If you are thinking the psychiatrist didn't do a good enough job of presenting evidence to commit, you're missing the point.  The psychiatrist did everything exactly the way every other psychiatrist does things, i.e. half-assed and disinterestedly. But that same evidence could easily have gotten a man committed forever.  The reason he wasn't diagnosed with Impulse Control Disorder while in prison is because there was no external reason for the diagnosis.  There were no services to provide or deny him on the basis of a diagnosis.  And the reason Gonzalez did diagnose him with that is because that's what he needed for a commitment, in the absence of good stuff like psychosis.  Expediency.  It's that simple.

In addition to reviewing numerous documents and reports concerning the respondent, Dr. Gonzalez conducted a telepsychiatry interview of Mr. Junco which lasted approximately one hour. Incredibly, the doctor did not take any notes during the interview. 
Incredibly?  Your Honor, what was incredible is that it lasted an hour, and by incredible I mean completely and utterly impossible.

Again, to clarify: we're upset he didn't do a good enough job to commit, but a judge could easily have just taken the psychiatric testimony at face value and locked him and his mom and his fish and his car for a century.   The hoax is that there is any evidence to present at all.  What evidence?  What does a shrink know about future behavior, of human nature?  I'm not saying intelligent things aren't known; I'm saying they are not more known by shrinks.  Hell, why wouldn't you just ask other sex offenders for their testimony? 

The reason this guy was able to get out and rape again is the same reason why other people who won't ever hurt anyone will be held indefinitely with no recourse:  political expediency masquerading as science.

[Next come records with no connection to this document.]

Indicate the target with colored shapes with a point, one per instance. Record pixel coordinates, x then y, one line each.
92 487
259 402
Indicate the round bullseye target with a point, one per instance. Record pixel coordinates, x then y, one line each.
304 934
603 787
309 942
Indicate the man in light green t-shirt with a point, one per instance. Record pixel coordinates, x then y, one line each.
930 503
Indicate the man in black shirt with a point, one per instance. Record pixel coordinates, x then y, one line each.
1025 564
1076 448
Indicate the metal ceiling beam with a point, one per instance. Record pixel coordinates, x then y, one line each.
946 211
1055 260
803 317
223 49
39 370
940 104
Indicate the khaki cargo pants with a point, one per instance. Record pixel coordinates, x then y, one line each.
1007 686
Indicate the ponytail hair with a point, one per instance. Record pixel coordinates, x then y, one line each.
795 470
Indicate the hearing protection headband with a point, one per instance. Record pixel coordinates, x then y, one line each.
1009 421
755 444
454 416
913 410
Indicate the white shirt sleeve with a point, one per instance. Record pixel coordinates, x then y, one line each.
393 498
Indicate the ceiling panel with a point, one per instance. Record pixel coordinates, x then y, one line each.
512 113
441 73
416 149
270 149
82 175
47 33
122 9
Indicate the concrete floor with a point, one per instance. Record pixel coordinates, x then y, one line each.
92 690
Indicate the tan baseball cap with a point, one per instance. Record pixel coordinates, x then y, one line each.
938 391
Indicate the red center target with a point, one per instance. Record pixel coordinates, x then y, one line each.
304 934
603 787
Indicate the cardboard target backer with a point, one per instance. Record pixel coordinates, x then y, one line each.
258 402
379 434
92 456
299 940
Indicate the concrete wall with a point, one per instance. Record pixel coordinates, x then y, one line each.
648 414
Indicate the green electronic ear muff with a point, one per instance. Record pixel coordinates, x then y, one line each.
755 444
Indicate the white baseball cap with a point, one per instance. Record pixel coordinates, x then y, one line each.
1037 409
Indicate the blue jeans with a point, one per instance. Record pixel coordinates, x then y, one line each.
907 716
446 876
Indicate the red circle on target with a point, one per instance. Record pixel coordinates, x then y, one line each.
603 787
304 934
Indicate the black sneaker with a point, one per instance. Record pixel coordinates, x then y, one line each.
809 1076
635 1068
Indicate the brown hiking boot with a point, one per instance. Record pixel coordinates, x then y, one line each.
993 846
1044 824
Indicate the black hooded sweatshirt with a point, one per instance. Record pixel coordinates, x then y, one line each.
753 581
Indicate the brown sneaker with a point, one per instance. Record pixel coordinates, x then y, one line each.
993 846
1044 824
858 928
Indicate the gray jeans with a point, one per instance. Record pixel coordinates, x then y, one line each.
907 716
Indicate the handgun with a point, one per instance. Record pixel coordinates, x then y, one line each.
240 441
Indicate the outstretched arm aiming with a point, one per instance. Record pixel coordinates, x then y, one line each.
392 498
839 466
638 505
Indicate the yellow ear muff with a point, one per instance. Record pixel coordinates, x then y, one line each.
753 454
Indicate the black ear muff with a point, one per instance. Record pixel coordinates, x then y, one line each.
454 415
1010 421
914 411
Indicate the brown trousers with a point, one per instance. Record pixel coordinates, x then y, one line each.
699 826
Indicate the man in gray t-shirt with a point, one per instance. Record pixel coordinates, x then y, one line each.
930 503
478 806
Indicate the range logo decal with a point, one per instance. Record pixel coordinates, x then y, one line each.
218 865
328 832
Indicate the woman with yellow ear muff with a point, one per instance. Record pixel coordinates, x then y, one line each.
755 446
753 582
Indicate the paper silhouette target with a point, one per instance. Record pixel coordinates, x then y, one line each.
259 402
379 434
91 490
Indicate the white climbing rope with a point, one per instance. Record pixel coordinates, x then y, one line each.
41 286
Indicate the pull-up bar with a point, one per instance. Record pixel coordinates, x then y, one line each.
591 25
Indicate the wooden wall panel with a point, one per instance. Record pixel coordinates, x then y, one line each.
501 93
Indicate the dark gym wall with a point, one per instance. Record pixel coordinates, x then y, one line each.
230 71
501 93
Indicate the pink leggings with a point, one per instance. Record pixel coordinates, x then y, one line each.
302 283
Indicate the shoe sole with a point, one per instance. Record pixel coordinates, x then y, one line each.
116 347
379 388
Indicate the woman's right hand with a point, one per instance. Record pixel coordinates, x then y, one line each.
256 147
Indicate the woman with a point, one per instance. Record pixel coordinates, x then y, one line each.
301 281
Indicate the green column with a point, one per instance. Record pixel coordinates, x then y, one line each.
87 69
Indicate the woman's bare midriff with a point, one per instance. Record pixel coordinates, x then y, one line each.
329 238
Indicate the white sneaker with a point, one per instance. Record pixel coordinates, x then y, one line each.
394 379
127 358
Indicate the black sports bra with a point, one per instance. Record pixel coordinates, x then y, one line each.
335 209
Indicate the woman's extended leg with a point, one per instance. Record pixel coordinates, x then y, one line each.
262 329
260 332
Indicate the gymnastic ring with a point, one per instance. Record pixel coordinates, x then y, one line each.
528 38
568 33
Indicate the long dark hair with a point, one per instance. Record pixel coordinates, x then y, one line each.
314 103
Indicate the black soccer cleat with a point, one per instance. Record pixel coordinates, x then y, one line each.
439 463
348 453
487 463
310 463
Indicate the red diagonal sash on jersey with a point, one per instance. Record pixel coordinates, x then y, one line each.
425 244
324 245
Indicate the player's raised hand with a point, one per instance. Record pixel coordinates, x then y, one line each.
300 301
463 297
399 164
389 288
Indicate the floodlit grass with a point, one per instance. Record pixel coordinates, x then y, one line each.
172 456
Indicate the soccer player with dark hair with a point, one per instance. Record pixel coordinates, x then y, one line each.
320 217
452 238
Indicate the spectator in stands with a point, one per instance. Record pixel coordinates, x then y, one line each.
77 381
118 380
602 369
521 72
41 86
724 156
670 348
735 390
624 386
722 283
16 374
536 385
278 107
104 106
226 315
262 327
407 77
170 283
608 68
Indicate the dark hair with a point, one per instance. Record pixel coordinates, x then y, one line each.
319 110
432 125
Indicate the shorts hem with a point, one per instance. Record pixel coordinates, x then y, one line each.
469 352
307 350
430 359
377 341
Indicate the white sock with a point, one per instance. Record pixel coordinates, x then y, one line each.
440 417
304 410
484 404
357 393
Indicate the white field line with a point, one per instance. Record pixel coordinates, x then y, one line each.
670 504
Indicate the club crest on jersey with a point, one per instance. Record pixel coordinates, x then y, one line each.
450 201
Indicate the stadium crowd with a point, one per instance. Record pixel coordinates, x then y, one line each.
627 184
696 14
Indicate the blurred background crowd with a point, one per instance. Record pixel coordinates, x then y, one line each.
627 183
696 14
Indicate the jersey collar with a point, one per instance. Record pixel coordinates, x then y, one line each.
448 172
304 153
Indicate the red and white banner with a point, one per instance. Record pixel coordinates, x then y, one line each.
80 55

Just a piece of advice.  If you are ever arrested, make sure to ask for a jury.  As for two juries.  If your lawyer says the words "bench" and "trial" at any point in the same paragraph, flee to Argentina.  Those 12 idiots, imperfect as they are, are one of the only things protecting you from a top down, hierarchical, classist, flow chart wielding government clusterfuck that has no time, interest, or money to deal with people as individuals, so it deals with them as groups, types, diagnoses and organ banks.